Metro

Brooklyn prosecutor avoids jail after pleading guilty to assaulting EMT

Michael Jaccarino

Michael Jaccarino (David McGlynn)

A contrite Brooklyn prosecutor has taken a no-jail guilty plea today to drunkenly assaulting a female EMT worker in a moving ambulance last fall, telling a judge that he feels, “absolutely horrible and devastated,” but remembers nothing of the booze-drenched assault.

Some two-dozen uniformed emergency workers — angered over what they perceived as a wrist-slap disposition — watched in Manhattan Criminal Court this morning as Assistant District Attorney Michael Jaccarino told a judge that as a public servant, he could never have intentionally harmed an EMT.

“I have no memory of that night… no memory of being in the ambulance,” Jaccarino, 30, told a judge as he took his plea, which his lawyer said will result in his being fired from the Brooklyn DA’s office.

“That’s what makes this so difficult,” he told Manhattan Criminal Court Judge Melissa Crane, who ordered he serve 10 days community service and complete an alcohol program over the next six months.

“That being said,” Jaccarino continued, “I am accepting full responsibility…It’s not going to happen again.”

He added, “I feel absolutely horrible and devastated by what happened.”

The victim — Teresa Soler, 46, of Yonkers — had told cops that Jaccarino was so violent that night, as he was picked up stumbling drunk on the Brooklyn Bridge, that she thought she was going to die as he jammed his forearm into her throat as he tried to escape from the moving ambulance.

Emergency workers had hoped for felony charges, none less so than Soler herself, who said the assault will have a lasting effect on EMTs’ confidence in the judicial system’s ability to protect them as they treat belligerent drunks in the future.

She also didn’t buy Jaccarino’s courtroom display of remorse.

“I’m not buying it. It didn’t look sincere; it didn’t sound sincere…He’s been an upright citizen 20 years? So have I. Where is my justice?”

Jaccarino is an embarrassment to the judicial system, she said after court.

But prosecutors said the no-jail, misdemeanor disposition was arrived at after a lengthy, detailed investigation — involving interviews with police witnesses, the victim’s partner, the victim herself and bartenders who had served Jaccarino that night.
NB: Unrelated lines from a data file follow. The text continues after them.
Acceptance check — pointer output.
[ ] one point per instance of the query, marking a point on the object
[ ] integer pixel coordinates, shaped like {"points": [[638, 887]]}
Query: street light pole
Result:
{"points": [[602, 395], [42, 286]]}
“Our investigation has shown that while in the moving ambulance, the defendant unbuckled himself and shoved the victim, held her down with his forearm pressed against her neck, struck her in the face and choked her around her neck, causing injuries,” Manhattan assistant district attorney Sherita Walton told the judge.

“Our investigation also revealed that the defendant was intoxicated to such an extent that it would be difficult to prove beyond a reasonable doubt that he acted intentionally, which is required to sustain the instant felony charge,” she said.

“He was found stumbling on the roadway of the Brooklyn Bridge, with the cars, and not on the pedestrian walkway,” she said.

“There was an odor of alcohol coming from him. He had debris on his clothing that indicated to officers that he had fallen, or lain down on the bridge earlier… he left an unintelligible voicemail during transport before the assault,” the prosecutor told the judge.

“Intoxication may be a defense to intentional behavior, but it is not a defense to reckless behavior,” she explained of the decision to charge Jaccarino with a misdemeanor.

Prosecutors took into account Jaccarino’s clean previous record, she said.

Some 35 friends and acquaintances — including an elementary school teacher — submitted letters on Jaccarino’s behalf, his lawyer, Gary Farrell, told the judge.

“The medical records at Beth Israel say he was in a state of delirium,” Jaccarino’s lawyer said, adding that his client is living “an alcohol-free life” now, and has been volunteering helping rebuild homes for Hurricane Sandy victims while on unpaid suspension from the Brooklyn DA’s office.

“He is paying the price… He is no longer going to be an assistant district attorney, I can assure everyone in this courtroom of that.”

“He drank way too much,” the lawyer said. “And he is more sorry for his actions than any words of mine can ever express.”